3年目の五月病

 3年目だというのに五月病にかかったのか、だらだら残業するばかりで仕事の調子があがらない。僕の場合は、下に元気のいい新人たちが入ってきて、彼らに教えていると自分がなかなか出来なかったことをすいすい飲み込んでいくのを見て、なんて自分は覚えが悪かったんだろう(最初の3か月なんて書店さんでまともな話が出来なかったんだから)、と情けなくなるのだ。ついでに出来のいい新人に嫉妬している自分に気づいたりして、ますます自己嫌悪に陥ってしまう。そんな最近、よく聞いているCDがある。柳家喬太郎の「喬太郎落語秘宝館2」に収められている「結石移動症」という噺だ。
http://www.wazaogi.jp/productlist/kyotaro.html

 池袋北口にあるマズイ洋食屋を舞台にした人情話。口が悪いマスターのケンちゃんは、近所のソープランド舞姫」へ出前に行くたび悪態をついているが、風俗店だからといって差別も軽蔑もすることなく、お店の人たちに愛されている。そんなある日、ケンちゃんは「結石移動症」という奇病で寝込んでしまう。すると家を出ていた息子が結婚するつもりの女性を連れて帰ってきた。が、その娘は「舞姫」でなじみのソープ嬢だった…。

 繁華街池袋、大きな駅の駅前なんですが商店街があって、そこはいまだに普通に八百屋があったりパン屋があったり、町の人たちが普通に生きている息吹がします。もちろん風俗もたくさんございます。安いソープもあれば、ヘルスもある。人妻クラブ、イメクラ……(略)そんな町なんですが、小学校もあって、そこが通学路になっていて、子どもたちはランドセルをしょって普通に歩いている。町の人たちも平気で生活している。オフィスもあって、日々ビジネスマンも仕事をしている。

 高校のころは北口のロマンス通り(すげえ名前だ)で飲み食いすることがあったし、大学に入ってからは外れにあるバーへ行く機会が度々あって、なじみの町だ。歓楽街と風俗街と商店街と住宅街が煮込まれた、独特の雰囲気が好きなんです。丸の内や霞ヶ関や何たらヒルズのようなオフィス街で働かず、世田谷のような高級住宅地に住む育ちのいい人間と肌が合わない一方、ゴミゴミしたところで育ち、住み、働いている人間と気が合うのは、自分がスナックの2Fで生まれたことに関係があるのかもしれない。だから声がでかいし、いつもうるさい訳ですね。すいません。

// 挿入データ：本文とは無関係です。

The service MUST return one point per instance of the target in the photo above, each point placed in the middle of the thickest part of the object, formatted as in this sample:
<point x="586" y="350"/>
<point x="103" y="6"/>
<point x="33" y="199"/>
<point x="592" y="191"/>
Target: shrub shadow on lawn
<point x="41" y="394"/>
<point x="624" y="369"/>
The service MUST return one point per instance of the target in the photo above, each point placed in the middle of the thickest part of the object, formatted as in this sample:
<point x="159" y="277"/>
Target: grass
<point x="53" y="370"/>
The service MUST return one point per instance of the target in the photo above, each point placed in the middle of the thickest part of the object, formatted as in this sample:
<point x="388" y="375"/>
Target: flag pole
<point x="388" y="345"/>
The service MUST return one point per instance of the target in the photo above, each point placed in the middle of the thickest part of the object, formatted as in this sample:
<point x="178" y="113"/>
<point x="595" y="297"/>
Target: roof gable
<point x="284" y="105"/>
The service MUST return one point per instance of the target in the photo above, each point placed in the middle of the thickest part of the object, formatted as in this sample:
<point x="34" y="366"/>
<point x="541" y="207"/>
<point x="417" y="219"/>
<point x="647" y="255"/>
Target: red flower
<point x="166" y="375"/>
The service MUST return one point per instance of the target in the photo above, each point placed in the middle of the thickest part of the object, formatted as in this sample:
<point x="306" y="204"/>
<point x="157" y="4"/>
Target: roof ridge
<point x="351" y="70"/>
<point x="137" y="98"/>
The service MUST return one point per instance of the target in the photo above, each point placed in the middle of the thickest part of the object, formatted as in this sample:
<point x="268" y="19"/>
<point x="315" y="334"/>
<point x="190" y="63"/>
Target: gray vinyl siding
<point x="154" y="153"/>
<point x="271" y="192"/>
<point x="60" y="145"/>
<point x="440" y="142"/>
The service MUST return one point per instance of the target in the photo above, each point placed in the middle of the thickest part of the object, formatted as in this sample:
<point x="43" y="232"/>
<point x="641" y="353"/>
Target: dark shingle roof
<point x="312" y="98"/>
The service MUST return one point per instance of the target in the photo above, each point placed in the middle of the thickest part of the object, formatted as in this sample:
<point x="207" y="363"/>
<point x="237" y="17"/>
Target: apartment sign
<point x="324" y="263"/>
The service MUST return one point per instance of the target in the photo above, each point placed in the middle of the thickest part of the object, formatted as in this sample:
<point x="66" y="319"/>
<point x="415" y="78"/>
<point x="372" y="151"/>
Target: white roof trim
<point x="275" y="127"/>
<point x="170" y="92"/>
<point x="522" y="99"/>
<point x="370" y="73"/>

 いががわしいところには何かパワーが、くすんだパワーがあるでしょ。そういうのが嫌いじゃないんでございます。

 まったくその通りだ。考えてみれば大学も会社も今のすみかも、くすんだパワーのあふれる場所を選んだ気がする。だって、ブロードウェイとキャバ通りの街・中野ですよ。
 ソープ嬢だった過去を結婚相手である息子に隠していたことを咎めて、ケンちゃんがする説教が実にいい。

 これから長いぞ、夫婦は。何十年も一緒にいるんだ。些細なことも大きなことも、二人で乗り越えていくんだよ。はじめっからそんなことでもって……。それとも何か。ケンちゃんはお父さんみたいに優しい人だから、隠しておいてくれると思った? そういう了見が気にいらねえんだよ。ソープあがりだからじゃねえよ。そういう了見の女だから、太郎の嫁に、させたくねえんだよ。

 噺の終盤「ハインズ、温めろ」は何度聞き直しても泣いてしまう。そんなに肩肘張らずに生きててもええじゃないか、と慰められる。さんざん笑って最後に泣いて、疲れた人にお勧めする一枚です。